Whenever income is referenced, in whatever format, an IDS needs to be provided to the prospect. There are two key reasons referenced in nearly every complaint filed by regulators against MLMs: the main reason is lack of external sales. The other reason is grossly exaggerated income claims made by field leaders without proper substantiation. When a company creates discipline in its leaders to properly use income disclosure statements, it’s a great hedge against a serious risk factor.
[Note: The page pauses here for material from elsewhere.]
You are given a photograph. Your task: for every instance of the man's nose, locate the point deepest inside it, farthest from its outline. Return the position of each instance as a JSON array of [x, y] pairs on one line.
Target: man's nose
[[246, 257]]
The IDS needs to be provided when income claims are made. Express income claims are claims occur when various scenarios are provided i.e. “put in 50 people in your business, earn X dollars.” Implied income claims are usually the most common and occur when speakers reference lavish lifestyles, nice homes, cars and any form of success that can be achieved by way of the business. Whenever an income claim is made, a disclaimer needs to be provided in the same font or format as the statement that triggered it. As an example, if I say “Buy the home you’ve always wanted” in bold, larger than normal font, the disclaimer technically needs to be made in the exact same format. This is an unusual requirement passed by the FTC to apply pressure on companies to keep their income claims less conspicuous.
WOR(l)D Income Disclosure
The WOR(l)D Compensation Plan is an exciting opportunity that rewards you for selling technologically advanced products and services and for sponsoring other participants who do the same. Although the opportunity is unlimited, individual results will vary depending on commitment levels and sales skills of each participant. Since WOR(l)D has recently launched, it lacks enough statistical data to prepare reliable income disclosures. The numbers below reflect estimates prepared by the company pending a more detailed survey to be conducted after its first year. Based on industry standards and company projections, the average annual gross income for participants is projected to be anywhere between $500 and $2,000. There will certainly be participants who will earn less while others will earn much more. We’re excited about the WOR(l)D Compensation Plan and we’re confident it will provide you a solid foundation to help you achieve your financial goals.
If income projections were presented to you prior to your enrollment, such projections are not necessarily representative of the income, if any, that you can or will earn through your participation in the Compensation Plan. These income projections should not be considered as guarantees or projections of your actual earnings or profits. Success with WOR(l)D results only from hard work, dedication, and leadership.